夏瑾也嘗了嘗,味道的確鮮美,而且口感非常獨特。
于是乎……在柳居沒有銀子和糧食的這兩天了……
中午吃什么?吃菌子!
晚上吃什么?吃菌子!
明天吃什么?還是吃菌子!!
到了第二天,柳居里多了兩個藍瓦瓦的阿凡達。
不小心撞到都會被對方嚇一跳那種……
與此同時,距離柳居不遠的官道上,藺子羿從北門關的戰場歸來,此次一戰告捷,他也可以好好休息一段時間了。
暮鼓騎馬在一側,看向遠處的山莊。
“天色馬上要暗下了,這兒距離驛站還有些距離,咱們去柳居過夜吧。”暮鼓提議道。
坐在馬車里假寐的藺子羿睜開眼睛,轉頭透過馬車車簾看向遠處云霧繚繞的山,皺眉:“柳居?”
藺子羿大多數時候都在邊疆帶兵殺敵,哪有什么閑情逸致到避暑山莊避暑,倒是將這事兒給忘了,暮鼓提醒,這才想起自己是有這么一處山莊。
“將軍咱們要去嗎?”暮鼓問道。
藺子羿輕點了一下頭,暮鼓在前領路,在天黑錢抵達了柳居。
藺子羿走入柳居主院,士兵們將馬匹拴在馬廄里,忽地一陣冷風襲來。
士兵甲:“我聽說很久沒有人居住的宅院,容易鬧鬼!”
士兵乙:“咱們都是刀口舔血的人,還怕鬼!鬼看到了我們都得害怕!”
話音剛落,便見到一張藍瓦瓦的臉,嚇得尖叫出了太監音,連滾帶爬的跑出馬廄。
夏瑾和張媽對視一眼。
夏瑾:“我們好像嚇到他們了。”
張媽:“將軍來了,姑娘要不要去打扮一下自己?”
夏瑾:“……你覺得還有必要嗎?”
臉都藍了,多少脂粉都掩蓋不了這瓦藍瓦藍的顏色啊!
張媽一頭黑線,輕嘆一口氣:“一會兒我帶你去見將軍,成不成賭一把!”
“我的樣子,會不會嚇到他?”夏瑾有些忐忑,畢竟自己是被人包養的外室,頭一次見金主難免緊張。

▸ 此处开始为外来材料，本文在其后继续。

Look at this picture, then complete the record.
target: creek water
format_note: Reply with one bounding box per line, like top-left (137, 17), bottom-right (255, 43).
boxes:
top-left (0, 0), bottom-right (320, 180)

“應該不會,將軍是見過世面的人,不會這么容易被嚇到的!”
“說得在理!”
于是乎,一瘸一瘦,大大方方的朝主院走去。
“有鬼啊!”一進去就嚇得士兵們一驚一乍的叫喚。
不會兒,院子里火把大亮。
藺子羿被驚動走了出來。
火把的亮光照落在男人的臉上,只將這張俊臉照得陰暗分明,濃密的睫毛下黝黑的雙眼里漆黑一片,給人一種捉摸不透的神秘感,這張絕美的禁欲臉,就仿佛一副描摹得精細到毛孔的畫作。
好美的男人!
夏瑾經常上電視臺,看過不少明星,見過不少美男,可唯獨這種從骨子里透出的清冷美感,還是頭一次看到!
他身側的士兵們已經被嚇得拔劍了,還以為深山老林里見了鬼,唯獨這男人淡漠如故,不愧是張媽嘴里見過世面的大將軍!
而且,長得也不錯,很和夏瑾的胃口,如果他沒有妻子,倒是可以考慮攻略一下!
畢竟,她是顏狗!
見氣氛有些尷尬,張媽趕忙打圓場,想著幫襯一下夏瑾,畢竟二人是同一條船上的人,她要是轉正,自己也雞犬升天不是!
張媽臉上堆著笑,說道:
“將軍您可算來了!夏姑娘來柳居已經有一個月了,日日夜夜都想著念著,好好侍奉將軍!”
夏姑娘?藺子羿想起來了,一個月前的慶功宴上,有個女子和周圍的舞女格格不入。
她惶恐不安的抓著不能遮蓋肚臍的衣裳,肩膀縮得緊緊的,柔弱又驚恐的看著他。
因為多看了她一眼,國舅便要將她送給他。
那時多喝了幾杯迷迷糊糊的就答應了,并讓人將她安置在了柳居,那之后戰事不斷,便將她給忘了。